Fools’ Gold: The Widely Touted Methodological “Gold Standard” Is Neither Golden Nor a Standard

In response to yesterday’s announcement of the 2019 Nobel Prize in Economics being awarded for development RCTs, we offer this rumination from Michael Quinn Patton, originally published in his book Qualitative Evaluation & Research Methods (Sage, 2015), pages 93-95.

The Wikipedia entry for RCTs, reflecting common usage, designates such designs as the “gold standard” for research. News reports of research findings routinely repeat and reinforce the “gold standard” designation for RCTs (e.g., New York Times, 2014). Government agencies and scientific associations that review and rank studies for methodological quality acclaim RCTs as the gold standard. For example, researchers at the University of Saint Andrews reviewed “what counts as good evidence” and found that

when the research question is “what works?”, different designs are often placed in a hierarchy to determine the standard of evidence in support of a particular practice or programme.
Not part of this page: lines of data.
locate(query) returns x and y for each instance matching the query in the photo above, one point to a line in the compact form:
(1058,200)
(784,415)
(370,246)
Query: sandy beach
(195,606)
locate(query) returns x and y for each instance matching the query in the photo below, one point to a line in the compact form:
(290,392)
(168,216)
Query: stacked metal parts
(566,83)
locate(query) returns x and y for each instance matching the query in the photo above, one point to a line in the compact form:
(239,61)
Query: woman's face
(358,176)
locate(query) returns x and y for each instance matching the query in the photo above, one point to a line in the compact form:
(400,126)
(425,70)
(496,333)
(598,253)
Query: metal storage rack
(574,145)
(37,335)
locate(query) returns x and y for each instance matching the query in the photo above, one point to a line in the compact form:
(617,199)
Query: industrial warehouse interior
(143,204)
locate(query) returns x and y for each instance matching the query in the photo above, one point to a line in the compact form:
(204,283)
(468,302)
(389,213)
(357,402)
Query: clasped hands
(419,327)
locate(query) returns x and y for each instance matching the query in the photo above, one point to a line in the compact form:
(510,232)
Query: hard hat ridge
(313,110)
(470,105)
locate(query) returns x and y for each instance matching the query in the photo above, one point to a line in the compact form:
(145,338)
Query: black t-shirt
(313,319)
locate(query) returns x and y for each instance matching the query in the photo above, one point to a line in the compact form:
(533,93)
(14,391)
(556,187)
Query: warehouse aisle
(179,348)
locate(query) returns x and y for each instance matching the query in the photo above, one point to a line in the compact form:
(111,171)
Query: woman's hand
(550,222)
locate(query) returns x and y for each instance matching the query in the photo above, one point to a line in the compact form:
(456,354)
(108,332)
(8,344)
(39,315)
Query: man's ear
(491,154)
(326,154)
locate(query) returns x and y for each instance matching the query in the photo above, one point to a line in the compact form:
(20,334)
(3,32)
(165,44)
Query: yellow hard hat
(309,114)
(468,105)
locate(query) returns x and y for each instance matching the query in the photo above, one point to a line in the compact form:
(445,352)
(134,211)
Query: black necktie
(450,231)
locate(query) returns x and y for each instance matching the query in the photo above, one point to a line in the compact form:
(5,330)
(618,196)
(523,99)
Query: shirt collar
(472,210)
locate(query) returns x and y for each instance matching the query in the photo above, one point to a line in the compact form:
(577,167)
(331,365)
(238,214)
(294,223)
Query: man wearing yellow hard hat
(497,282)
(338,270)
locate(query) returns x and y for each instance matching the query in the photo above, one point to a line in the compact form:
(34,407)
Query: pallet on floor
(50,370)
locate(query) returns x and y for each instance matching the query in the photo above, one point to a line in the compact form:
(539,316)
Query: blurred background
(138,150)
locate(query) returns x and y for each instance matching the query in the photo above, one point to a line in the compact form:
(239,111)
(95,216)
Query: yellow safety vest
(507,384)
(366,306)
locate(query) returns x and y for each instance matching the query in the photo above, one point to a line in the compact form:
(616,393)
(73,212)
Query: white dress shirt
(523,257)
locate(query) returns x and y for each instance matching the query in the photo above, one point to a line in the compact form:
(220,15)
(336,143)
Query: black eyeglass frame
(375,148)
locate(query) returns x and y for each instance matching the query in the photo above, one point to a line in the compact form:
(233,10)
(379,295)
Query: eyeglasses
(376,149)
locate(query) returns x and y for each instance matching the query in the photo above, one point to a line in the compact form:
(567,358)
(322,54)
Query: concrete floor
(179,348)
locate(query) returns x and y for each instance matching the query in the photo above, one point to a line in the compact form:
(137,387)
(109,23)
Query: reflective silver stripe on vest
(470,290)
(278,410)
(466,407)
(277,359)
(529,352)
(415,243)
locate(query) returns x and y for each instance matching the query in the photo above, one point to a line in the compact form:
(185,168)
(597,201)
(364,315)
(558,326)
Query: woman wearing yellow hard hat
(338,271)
These hierarchies have much in common; randomised experiments with clearly defined controls (RCTs) are placed at or near the top of the hierarchy and case study reports are usually at the bottom. (Nutley, Powell, & Davies, 2013, p. 10)

The Gold Standard Versus Methodological Appropriateness

A consensus has emerged in evaluation research that evaluators need to know and use a variety of methods in order to address the priority questions of particular stakeholders in specific situations. But researchers and evaluators get caught in contradictory assertions: (a) select methods appropriate for a specific evaluation purpose and question, and use multiple methods—both quantitative and qualitative—to triangulate and increase the credibility and utility of findings, but (b) one question is more important than others (the causal attribution question), and one method (RCTs) is superior to all other methods in answering that question. This is what is known colloquially as talking out of both sides of your mouth. Thus, we have a problem. The ideal of researchers and evaluators being situationally responsive, methodologically flexible, and sophisticated in using a variety of methods runs headlong into the conflicting ideal that experiments are the gold standard and all other methods are, by comparison, inferior. Who wants to conduct (or fund) a second-rate study if there is an agreed-on gold standard?

The Rigidity of a Single, Fixed Standard

The gold standard allusion derives from international finance, in which the rates of exchange among national currencies were fixed to the value of gold. Economic historians share a “remarkable degree of consensus” about the gold standard as the primary cause of the Great Depression:

the mechanism that turned an ordinary business downturn into the Great Depression. The constraints of the gold-standard system hamstrung countries as they struggled to adapt during the 1920s to changes in the world economy. And the ideology, mentality and rhetoric of the gold standard led policy makers to take actions that only accentuated economic distress in the 1930s. (Eichengreen & Temin, 1997, pp. 1–2)

The gold standard system collapsed in 1971 following the United States’ suspension of convertibility from dollars to gold. The system failed because of its rigidity. And not just the rigidity of the standard itself but also the rigid ideology of the people who believed in it: Policymakers across Europe and North America clung to the gold standard despite the huge destruction it was causing. There was a clouded mind-set with a moral and epistemological tinge that kept them advocating the gold standard until political pressure emerging from the disaster became overwhelming. Treating RCTs as the gold standard is no less rigid. Asserting a gold standard inevitably leads to demands for standardization and uniformity (Timmermans & Berg, 2003). Distinguished evaluation pioneer Eleanor Chelimsky (2007) has offered an illuminative analogy:

It is as if the Department of Defense were to choose a weapon system without regard for the kind of war being fought; the character, history, and technological advancement of the enemy; or the strategic and tactical givens of the military campaign. (p. 14)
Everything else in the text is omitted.